NIH Director Calls for COVID Conspiracists to be “Brought to Justice”
National Institutes of Health (NIH) Director Francis Collins has angrily called for anyone who spreads “misinformation” about COVID-19 online to be “brought to justice.”
“Conspiracies are winning here. Truth is losing. That’s a really serious indictment of the way in which our society seems to be traveling,” Collins told the Washington Post.
Citing an onslaught of angry messages directed at Dr. Anthony Fauci, who Collins appears to believe is above criticism, the bureaucrat demanded that those responsible for such behavior should be identified and “brought to justice.”
The article cited one such example of “misinformation” being Fauci’s involvement in barbaric experiments conducted on dogs by the National Institute of Allergy and Infectious Diseases (NIAID), despite the fact that such cruelty factually occurred under Fauci’s leadership.
While Collins didn’t specify precisely what he meant by “brought to justice,” Pfizer CEO Albert Bourla previously asserted that individuals who spread false information about COVID vaccines are “criminals” who “have literally cost millions of lives.”
That’s an interesting benchmark given that it was once considered false to claim that COVID vaccines didn’t stop the vaccinated spreading COVID, which is now an all too obvious fact.
Quite what constitutes “misinformation” about COVID-19 is anyone’s guess given that several things that turned out to be plausible or true, such as the origin of the virus behind the Wuhan lab, were once deemed to be “misinformation.”
It seems likely that whatever the National Institutes of Health, Anthony Fauci or Pfizer deem to be “misinformation” will become the standard.

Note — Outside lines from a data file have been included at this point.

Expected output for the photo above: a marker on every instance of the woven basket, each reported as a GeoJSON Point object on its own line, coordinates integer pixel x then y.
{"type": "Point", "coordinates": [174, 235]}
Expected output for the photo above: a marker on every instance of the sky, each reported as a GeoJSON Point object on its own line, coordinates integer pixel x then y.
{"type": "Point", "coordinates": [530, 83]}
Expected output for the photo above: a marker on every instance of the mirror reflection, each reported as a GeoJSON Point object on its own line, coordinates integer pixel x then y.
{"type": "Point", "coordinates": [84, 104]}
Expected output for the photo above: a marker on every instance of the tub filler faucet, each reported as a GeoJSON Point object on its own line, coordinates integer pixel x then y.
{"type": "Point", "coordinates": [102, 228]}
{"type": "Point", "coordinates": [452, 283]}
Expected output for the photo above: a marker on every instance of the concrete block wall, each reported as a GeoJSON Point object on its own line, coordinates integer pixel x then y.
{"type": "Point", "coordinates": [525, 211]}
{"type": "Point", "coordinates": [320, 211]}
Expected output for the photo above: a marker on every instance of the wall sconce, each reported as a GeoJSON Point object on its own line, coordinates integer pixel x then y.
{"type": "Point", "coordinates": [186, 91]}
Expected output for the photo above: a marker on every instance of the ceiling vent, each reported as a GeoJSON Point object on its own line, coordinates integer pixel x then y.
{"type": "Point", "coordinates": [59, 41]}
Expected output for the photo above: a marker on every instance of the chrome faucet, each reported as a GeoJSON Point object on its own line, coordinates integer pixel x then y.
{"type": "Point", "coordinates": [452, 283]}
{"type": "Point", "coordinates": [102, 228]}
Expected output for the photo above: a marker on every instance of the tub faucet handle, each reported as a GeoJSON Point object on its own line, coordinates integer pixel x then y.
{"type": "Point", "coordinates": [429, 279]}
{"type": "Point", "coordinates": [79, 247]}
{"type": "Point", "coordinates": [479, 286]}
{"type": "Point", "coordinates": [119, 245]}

As we previously highlighted, efforts to brand those who question the safety and efficacy of products manufactured by pharmaceutical corporations that have been plagued by a myriad of historical scandals are also underway in the UK.
The Online Safety Bill, described as “the flagship legislation to combat abuse and hatred on the internet,” will apparently include a provision that jails “antivaxers spreading false information that they know to be untrue” for a period of two years.